Nordbahnviertel: Wollankstraße 31, um 1915, (Quelle: Sammlung Ralf Schmiedecke, Berlin).

Die ruhige Gottschalkstraße

Im Haus Gottschalkstraße 6 wohnten Adolf und Alice Ucko, geb. Behrendt. Er kam aus einer jüdischen Familie und sie war evangelischer Religion, heirateten am 15. Mai 1918 und lebten in eher bescheidenen Verhältnissen. Er verdiente sein Geld als Hilfsarbeiter. Adolf Ucko starb am 19. März 1935. Seine Frau blieb in dem Viertel wohnhaft - laut Adressbuch bis 1937 in einer Wohnung in der Gottschalkstraße 5. Anschließend verliert sich die Spur von Alice Ucko.

An der belebten Wollankstraße

Die Wollankstraße ist die Hauptverkehrsstraße, die über die Prinzenallee den Gesundbrunnen mit Pankow verbindet. Beschränkt man die Suche nach jüdischen Bewohnern nur auf den Abschnitt des Nordbahnviertels, dann findet man das Ehepaar Otto und Rose (Rosalie) Moreike, geb. Lewitz. In der Hausnummer 31 wohnte das Ehepaar - es war eine sogenannte Mischehe. Wie sie die NS-Zeit genau überlebt haben, darüber gibt es keine Auskunft. Nach dem Zweiten Weltkrieg beantragte Rosalie Moreike eine Ausreise in die USA. In dem Antrag vom 15. Dezember 1947 gab sie an, Witwe zu sein und über keine finanziellen Mittel zu verfügen. Die Ausreise gelang ihr nicht. Sie bekam eine kleine Rente, wohnte im Jüdischen Altersheim im Wedding und starb am 6. November 1953 im Jüdischen Krankenhaus. Und im Haus Wollankstraße 27 wohnte das Ehepaar Kalman und Luise Kleinmann, geb. Kleiber. Im Jahr 1939 sollen sie an dieser Adresse gelebt haben. Der weitere Lebensweg ist bislang unklar.

Mesusa*: 1985 im Bauschutt bei Bauarbeiten auf dem Gelände des ehemaligen jüdischen Lehrlingsheimes in Berlin-Pankow gefunden. Bildnachweis: Mesusa, Deutschland ca. 1886 – 1915, Stahl geprägt bronziert, Pergament, Tinte, Farbe, 8 × 1,3 × 0,5 cm; Jüdisches Museum, Inv. Nr. KGM 95/500, Foto: Roman März.

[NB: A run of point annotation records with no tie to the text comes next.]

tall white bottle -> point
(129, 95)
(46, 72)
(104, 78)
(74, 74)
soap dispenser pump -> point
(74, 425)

Erziehung, Bildung & Religion: Jüdisches Leben an der Peripherie

Wer im Nordbahnviertel wohnte, der hatte zwei nahezu identisch weit entfernt gelegene jüdische Religionsvereine zur Auswahl: nach gut 1.300 m an der Prinzenallee 87 Ahawas Achim oder an der Mühlenstraße Agudath Achim. Schauen wir nach Pankow, dann hatten bereits in den 1890er Jahren die hier neu etablierten sozialen Einrichtungen eine gewisse Bekanntheit innerhalb der Jüdischen Gemeinde Berlins erlangt. Dazu gehörten das Lehrlingsheim (gegr. 1892), Mädchenheim (gegr. 1894) und Waisenhaus (gegr. 1882). Das Waisenhaus entstand ursprünglich für aus Russland vertriebene jüdische Jungen. Im Lehrlingsheim sollten jüdische Jungen an handwerkliche Berufe herangeführt werden und im Mädchenheim erhielten die Mädchen eine Ausbildung für dienstliche Stellungen, um anschließend in einem Haushalt zu arbeiten. Und es gründete sich 1895 der Religionsverein - auch bezeichnet als Religionsgenossenschaft - Agudath Achim, welcher stets mit dem Lehrlingsheim verbunden war. Er bot eine religiöse Erziehung der Jugend und stand den jüdischen Bewohnern von Pankow offen.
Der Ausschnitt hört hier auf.